Image:The Terminal. Photo: Alfred Stieglitz Collection, Courtesy of the Board of Trustees, National Gallery of Art, Washington.

A new exhibition of photographs by Alfred Stieglitz offers a view of New York City at the turn of the 20th century through the eyes of one of the world’s most celebrated photographers.

“Alfred Stieglitz New York” at the Seaport Museum New York features 39 vintage photographs, many shot from the windows of his midtown-Manhattan apartment and galleries. It opens on Wednesday and runs through Jan. 19, 2011. It is the first time these works are being shown together since 1932 when Stieglitz showed them at An American Place, a gallery he operated from 1929 until his death in 1946, said the exhibition curator Bonnie Yochelson. The photographs cover the periods from 1893 to 1916 and 1930 to 1935, contrasting Stieglitz’s images of Old New York with later images of the city as it emerged as a great metropolis.
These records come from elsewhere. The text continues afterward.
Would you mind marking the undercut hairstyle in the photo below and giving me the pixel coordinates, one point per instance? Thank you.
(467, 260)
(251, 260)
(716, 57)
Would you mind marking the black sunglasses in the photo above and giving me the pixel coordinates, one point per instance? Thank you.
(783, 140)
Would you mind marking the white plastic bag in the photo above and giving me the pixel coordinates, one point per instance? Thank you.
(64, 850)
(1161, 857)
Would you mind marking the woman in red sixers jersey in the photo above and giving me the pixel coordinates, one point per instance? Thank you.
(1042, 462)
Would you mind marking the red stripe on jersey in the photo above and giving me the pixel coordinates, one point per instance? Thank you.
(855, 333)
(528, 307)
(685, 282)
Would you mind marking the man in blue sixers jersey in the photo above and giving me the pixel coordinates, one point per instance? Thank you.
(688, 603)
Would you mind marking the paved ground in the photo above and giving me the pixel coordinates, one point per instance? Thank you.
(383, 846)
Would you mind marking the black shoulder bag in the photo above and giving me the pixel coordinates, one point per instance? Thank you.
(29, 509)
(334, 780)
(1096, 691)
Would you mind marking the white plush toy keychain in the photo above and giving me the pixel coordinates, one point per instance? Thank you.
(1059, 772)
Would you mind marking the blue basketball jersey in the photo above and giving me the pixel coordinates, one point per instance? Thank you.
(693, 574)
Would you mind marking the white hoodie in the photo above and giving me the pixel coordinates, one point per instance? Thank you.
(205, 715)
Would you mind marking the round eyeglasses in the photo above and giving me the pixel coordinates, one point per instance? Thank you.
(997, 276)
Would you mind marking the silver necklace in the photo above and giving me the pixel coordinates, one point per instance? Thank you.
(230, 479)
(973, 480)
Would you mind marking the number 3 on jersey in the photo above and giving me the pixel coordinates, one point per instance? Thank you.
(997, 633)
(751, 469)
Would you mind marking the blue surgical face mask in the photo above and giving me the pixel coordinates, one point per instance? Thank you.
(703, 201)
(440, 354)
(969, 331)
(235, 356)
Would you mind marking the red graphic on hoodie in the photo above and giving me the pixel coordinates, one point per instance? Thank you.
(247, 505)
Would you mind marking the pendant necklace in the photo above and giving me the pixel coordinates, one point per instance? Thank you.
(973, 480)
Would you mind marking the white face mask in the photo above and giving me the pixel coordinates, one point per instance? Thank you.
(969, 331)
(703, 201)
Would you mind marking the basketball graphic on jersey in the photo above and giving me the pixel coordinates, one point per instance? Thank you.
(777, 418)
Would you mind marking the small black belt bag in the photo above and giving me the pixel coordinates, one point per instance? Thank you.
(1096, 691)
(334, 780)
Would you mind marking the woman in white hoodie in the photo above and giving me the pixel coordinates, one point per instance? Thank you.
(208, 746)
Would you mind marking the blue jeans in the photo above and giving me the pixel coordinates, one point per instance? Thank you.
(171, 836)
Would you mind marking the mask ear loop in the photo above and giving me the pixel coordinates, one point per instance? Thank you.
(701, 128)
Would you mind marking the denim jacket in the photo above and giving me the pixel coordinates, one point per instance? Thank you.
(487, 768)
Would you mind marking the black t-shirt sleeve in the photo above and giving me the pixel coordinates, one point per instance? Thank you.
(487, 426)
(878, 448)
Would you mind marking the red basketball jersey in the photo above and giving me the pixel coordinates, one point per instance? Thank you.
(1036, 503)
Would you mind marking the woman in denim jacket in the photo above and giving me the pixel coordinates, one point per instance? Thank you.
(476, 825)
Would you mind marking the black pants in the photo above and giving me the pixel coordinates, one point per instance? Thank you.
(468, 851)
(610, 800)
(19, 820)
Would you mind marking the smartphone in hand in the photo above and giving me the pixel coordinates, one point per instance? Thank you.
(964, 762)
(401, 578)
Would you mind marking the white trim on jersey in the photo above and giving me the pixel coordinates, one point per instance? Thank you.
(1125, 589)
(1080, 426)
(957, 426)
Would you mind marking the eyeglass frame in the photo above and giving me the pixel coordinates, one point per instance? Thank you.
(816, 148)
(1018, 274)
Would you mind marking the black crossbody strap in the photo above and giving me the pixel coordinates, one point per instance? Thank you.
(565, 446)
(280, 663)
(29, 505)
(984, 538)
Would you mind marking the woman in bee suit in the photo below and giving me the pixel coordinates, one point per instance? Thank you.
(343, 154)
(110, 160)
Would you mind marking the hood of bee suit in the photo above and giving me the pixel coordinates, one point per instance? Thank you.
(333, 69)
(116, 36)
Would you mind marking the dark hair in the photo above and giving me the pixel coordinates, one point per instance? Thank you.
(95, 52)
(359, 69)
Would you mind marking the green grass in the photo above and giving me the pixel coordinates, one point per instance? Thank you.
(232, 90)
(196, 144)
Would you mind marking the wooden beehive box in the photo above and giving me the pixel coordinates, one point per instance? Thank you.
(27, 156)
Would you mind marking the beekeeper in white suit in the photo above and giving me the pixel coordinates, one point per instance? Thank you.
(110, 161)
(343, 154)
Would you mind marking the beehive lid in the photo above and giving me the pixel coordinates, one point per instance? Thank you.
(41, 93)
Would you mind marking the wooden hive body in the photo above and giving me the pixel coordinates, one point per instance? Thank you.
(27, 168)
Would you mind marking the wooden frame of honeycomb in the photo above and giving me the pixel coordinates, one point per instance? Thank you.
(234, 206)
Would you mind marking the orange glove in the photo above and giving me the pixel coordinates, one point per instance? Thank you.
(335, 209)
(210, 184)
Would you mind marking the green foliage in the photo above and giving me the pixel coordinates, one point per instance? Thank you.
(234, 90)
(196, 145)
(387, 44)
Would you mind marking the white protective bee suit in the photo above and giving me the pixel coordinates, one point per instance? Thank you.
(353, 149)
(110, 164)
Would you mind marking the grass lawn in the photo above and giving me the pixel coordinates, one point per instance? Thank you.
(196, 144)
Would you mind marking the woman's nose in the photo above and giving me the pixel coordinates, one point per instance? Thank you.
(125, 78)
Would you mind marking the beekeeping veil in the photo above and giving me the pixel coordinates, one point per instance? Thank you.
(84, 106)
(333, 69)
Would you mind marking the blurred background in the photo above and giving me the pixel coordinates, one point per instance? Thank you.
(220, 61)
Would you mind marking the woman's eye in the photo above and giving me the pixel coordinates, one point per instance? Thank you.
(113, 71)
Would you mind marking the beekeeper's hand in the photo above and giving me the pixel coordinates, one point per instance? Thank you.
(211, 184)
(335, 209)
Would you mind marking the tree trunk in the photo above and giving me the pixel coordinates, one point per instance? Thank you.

Assembled from the collections of about a dozen major American museums and individuals, the Seaport Museum photographs include Stieglitz’s iconic print of the Flatiron building near Madison Square Park. The soft focus, misty print was taken on a snowy night, and like many of his images, it has the quality of a painting.

Another print, “The Terminal,” depicts another wintry scene of a horse-drawn omnibus on a slushy street in front of the old Post Office in the city’s financial district.

The exhibition features three platinum prints, taken in 1915 from the back window of “291.”

Highlighting the museum’s seaport theme, the exhibition features “The Ferry,” a moody, dark picture of a ferry boat near Cortlandt Street in lower Manhattan, one of a series of harbor pictures, all taken by Stieglitz in 1910.

A separate gallery contains a small presentation of Stieglitz’s lantern slides, the precursor of the old-fashioned slide carousel, that never have been shown before. The slides, scanned by the museum from originals, were used by members of the Camera Club of New York, of which Stieglitz was a member, to show each other their latest work.

“Stieglitz loved the medium, he thought it was beautiful to have these translucent projected images,” Yochelson said. The third and last gallery of the exhibition is called “The Face of New York.” It contrasts Stieglitz’s personal vision with a variety of material by other artists to show the wide variety of imagery of New York that was developing during his time.